Published 12:00 am Thursday, October 17, 2013

SALISBURY — Daryl Williams passes out business cards that introduce him as Livingstone’s head football coach, but officially he is Livingstone’s interim head coach.
That distinction may not seem huge, but it’s a very big deal on the recruiting trail, and recruiting for D-II schools like Livingstone hits a vital period in just a few weeks.
“When you’re the interim coach, the first question a kid you’re trying to recruit asks is, ‘Are you gonna be the coach?’ ” Williams said.

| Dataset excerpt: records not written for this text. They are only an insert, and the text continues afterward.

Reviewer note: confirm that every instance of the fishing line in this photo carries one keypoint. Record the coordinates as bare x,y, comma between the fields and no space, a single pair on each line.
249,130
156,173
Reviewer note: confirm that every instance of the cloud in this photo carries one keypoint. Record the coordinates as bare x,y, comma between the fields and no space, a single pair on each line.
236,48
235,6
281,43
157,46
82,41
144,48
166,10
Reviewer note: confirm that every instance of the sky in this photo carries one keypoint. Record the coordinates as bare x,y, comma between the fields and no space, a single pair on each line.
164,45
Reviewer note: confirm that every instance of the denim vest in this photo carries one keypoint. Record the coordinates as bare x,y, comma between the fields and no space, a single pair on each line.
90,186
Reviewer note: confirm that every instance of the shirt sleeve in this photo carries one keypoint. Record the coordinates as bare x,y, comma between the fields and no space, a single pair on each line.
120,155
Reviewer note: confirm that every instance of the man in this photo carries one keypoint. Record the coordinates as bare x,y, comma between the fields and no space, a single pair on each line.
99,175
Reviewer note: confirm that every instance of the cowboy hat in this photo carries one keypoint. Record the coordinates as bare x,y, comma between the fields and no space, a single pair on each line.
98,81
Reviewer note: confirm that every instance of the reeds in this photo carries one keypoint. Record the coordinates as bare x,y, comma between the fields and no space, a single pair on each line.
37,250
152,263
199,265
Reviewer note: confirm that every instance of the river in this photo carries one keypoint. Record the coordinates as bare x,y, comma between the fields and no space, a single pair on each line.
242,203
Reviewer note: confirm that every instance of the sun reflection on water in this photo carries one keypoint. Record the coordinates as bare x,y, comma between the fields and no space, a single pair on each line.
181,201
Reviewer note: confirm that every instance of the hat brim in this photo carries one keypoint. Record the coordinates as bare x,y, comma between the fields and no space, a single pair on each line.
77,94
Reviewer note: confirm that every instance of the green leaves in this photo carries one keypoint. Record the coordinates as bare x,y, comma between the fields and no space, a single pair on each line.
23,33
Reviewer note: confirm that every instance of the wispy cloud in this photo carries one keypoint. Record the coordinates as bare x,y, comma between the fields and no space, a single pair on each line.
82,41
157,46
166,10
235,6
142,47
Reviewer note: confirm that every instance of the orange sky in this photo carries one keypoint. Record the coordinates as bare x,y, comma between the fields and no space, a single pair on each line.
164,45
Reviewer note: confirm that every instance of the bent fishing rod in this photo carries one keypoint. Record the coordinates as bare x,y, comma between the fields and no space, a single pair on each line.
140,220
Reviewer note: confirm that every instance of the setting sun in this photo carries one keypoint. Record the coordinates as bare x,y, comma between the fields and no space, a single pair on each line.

Williams said Livingstone’s administration has been supportive, and Dr. Jimmy Jenkins, Livingstone’s president, made the trip to last Saturday’s game against St. Augustine’s in Raleigh and had encouraging words for Williams after another tough loss.
“He told me to keep my head and to keep doing things the right way,” Williams said.
While the Blue Bears are 2-4, you can make a case that Williams has done a lot in a short time with a small staff that includes defensive coordinator Rodney Hughey, offensive line coach Brian White, defensive line coach Rodney Simmons and tight ends coach Sherman Howze.
Basically, Livingstone has made the transition from not competitive to competitive in a matter of months. If one play goes differently the past two weeks — or one call goes differently — Livingstone is 4-2 right now instead of 2-4, and Williams is being hailed as a genius.
Livingstone posted outrageously bad defensive numbers a year ago, some of the worst in Division II — allowing 512 yards per game, 46.8 points a game and 230 rushing yards per game.
After six games this season, Livingstone’s defense has improved to a respectable 60th in D-II, yielding 358 yards per game. To put that number in perspective, Catawba ranks 52nd and allows 350 yards per game.
Livingstone’s offense also is decent, 97th in D-II with 371.5 yards per game. Again, that’s not far off Catawba’s numbers. The Indians are 83rd nationally with 381 yards per game.
The bottom line is still wins, not yards gained or allowed, but the numbers do indicate Livingstone is on the verge of winning its share instead of losing steadily. That’s especially true in the CIAA, where only three of the 12 teams — Virginia State, Winston-Salem State and J.C. Smith — will take a winning record into this Saturday’s games.
Williams was still thinking positively Wednesday, although the Blue Bears have dropped two winnable games in a row. Livingstone pushed up and down the field against both Virginia Union and St. Augustine’s — the Blue Bears had a 456-301 yardage edge on St. Augustine’s — only to lose because of red-zone turnovers and misfortune.
Williams quietly opened his laptop and displayed an e-mailed photo on the big screen in his office. On that screen, Livingstone receiver Rodney Brown makes a great catch in the end zone, clearly inbounds and clearly with the football secured, but the Blue Bears were denied that touchdown by a missed call.
“To err is human,” Williams said, managing a rueful smile. “But I’m not one to criticize officiating, and we’re not going to cry over spilled milk. Nothing we can do about it now. Tough losses the last two weeks, but our kids are still upbeat at practice and the staff is all-in. We’ll stay with the process. We’ll continue to build a foundation. We know how close we are. People who watched our game last week, regardless of who they rooted for, left the stadium knowing who the better team was.”
Livingstone is close to that signature win it needs to get everyone’s attention, and it’s possible the Blue Bears will spoil 3-3 Shaw’s homecoming this Saturday.
On paper, it’s a very even game, another one that could come down to one play or one call.
This will be our second homecoming,” Williams said. “You want to win some of those, so you don’t get invited back.”
Livingstone will be an underdog Saturday, but that’s a one-TD underdog instead of a five-TD underdog. That’s the difference from recent years.
Serious progress has been made under William and his staff. Based on his track record, more strides forward seem likely. Maybe he can say goodbye to that interim part of his job title soon and can go out and sell Livingstone to recruits the way he wants to.
“I am so proud of this football team, and I am so happy to be the coach of this football team,” he said. “We aren’t the Livingstone of past years.”